From: Johannes Weiner <hannes@cmpxchg.org>
To: Vlastimil Babka <vbabka@suse.cz>
Cc: Andrew Morton <akpm@linux-foundation.org>,
Mel Gorman <mgorman@techsingularity.net>,
Miaohe Lin <linmiaohe@huawei.com>,
Kefeng Wang <wangkefeng.wang@huawei.com>, Zi Yan <ziy@nvidia.com>,
linux-mm@kvack.org, linux-kernel@vger.kernel.org
Subject: Re: [PATCH 6/6] mm: page_alloc: consolidate free page accounting
Date: Thu, 14 Sep 2023 00:11:44 -0400 [thread overview]
Message-ID: <20230914041144.GD48476@cmpxchg.org> (raw)
In-Reply-To: <37dbd4d0-c125-6694-dec4-6322ae5b6dee@suse.cz>
On Wed, Sep 13, 2023 at 10:18:17PM +0200, Vlastimil Babka wrote:
> Pageblock migratetype is set under zone->lock but there are
> places that read it outside of zone->lock and then trust it to perform the
> freelist placement. See for example __free_pages_ok(), or free_unref_page()
> in the cases it calls free_one_page(). These determine pageblock migratetype
> before taking the zone->lock. Only for has_isolate_pageblock() cases we are
> more careful, because previously isolation was the only case where precision
> was needed. So I think this warning is going to trigger?
Good catch on these two. It didn't get the warning, but the code is
indeed not quite right. The fix looks straight-forward: move the
lookup in those two cases into the zone->lock.
__free_pages_ok() is used
- when freeing >COSTLY order pages that aren't THPs
- when bootstrapping the allocator
- when allocating with alloc_pages_exact()

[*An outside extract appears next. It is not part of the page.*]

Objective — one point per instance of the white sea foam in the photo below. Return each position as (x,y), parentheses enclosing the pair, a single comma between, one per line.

- when "accepting" unaccepted vm host memory before first use
none of which are too hot to tolerate the bitmap access inside the
lock instead of outside. free_one_page() is used in the isolated pages
and pcp-contended paths, both of which are exceptions as well.

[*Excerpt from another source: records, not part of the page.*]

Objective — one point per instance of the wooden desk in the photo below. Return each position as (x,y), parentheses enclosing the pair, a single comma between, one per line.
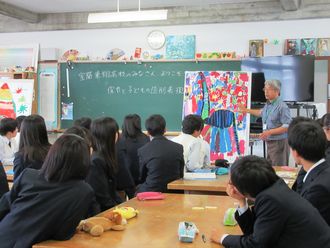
(157,224)
(205,186)
(214,186)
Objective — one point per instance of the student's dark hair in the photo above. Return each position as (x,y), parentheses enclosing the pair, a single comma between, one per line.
(131,127)
(155,125)
(7,125)
(326,120)
(299,119)
(308,140)
(67,159)
(192,123)
(104,131)
(19,120)
(251,175)
(33,143)
(83,122)
(82,132)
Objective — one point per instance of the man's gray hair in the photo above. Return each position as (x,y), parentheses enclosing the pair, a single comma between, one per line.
(273,83)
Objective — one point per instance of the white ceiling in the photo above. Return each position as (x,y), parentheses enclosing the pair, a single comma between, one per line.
(61,6)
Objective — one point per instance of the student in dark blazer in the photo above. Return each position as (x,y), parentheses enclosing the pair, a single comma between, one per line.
(130,141)
(102,175)
(308,144)
(280,217)
(161,160)
(49,204)
(33,145)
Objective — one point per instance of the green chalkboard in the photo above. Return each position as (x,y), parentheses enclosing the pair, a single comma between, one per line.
(118,89)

Plus, it saves two branches (under the lock) in those paths to test
for the isolate conditions.
And a double lookup in case there *is* isolation.
I checked the code again and didn't see any other instances like the
two here. But I'll double check tomorrow and then send a fix.
> > @@ -757,23 +783,21 @@ static inline void __free_one_page(struct page *page,
> > VM_BUG_ON_PAGE(page->flags & PAGE_FLAGS_CHECK_AT_PREP, page);
> >
> > VM_BUG_ON(migratetype == -1);
> > - if (likely(!is_migrate_isolate(migratetype)))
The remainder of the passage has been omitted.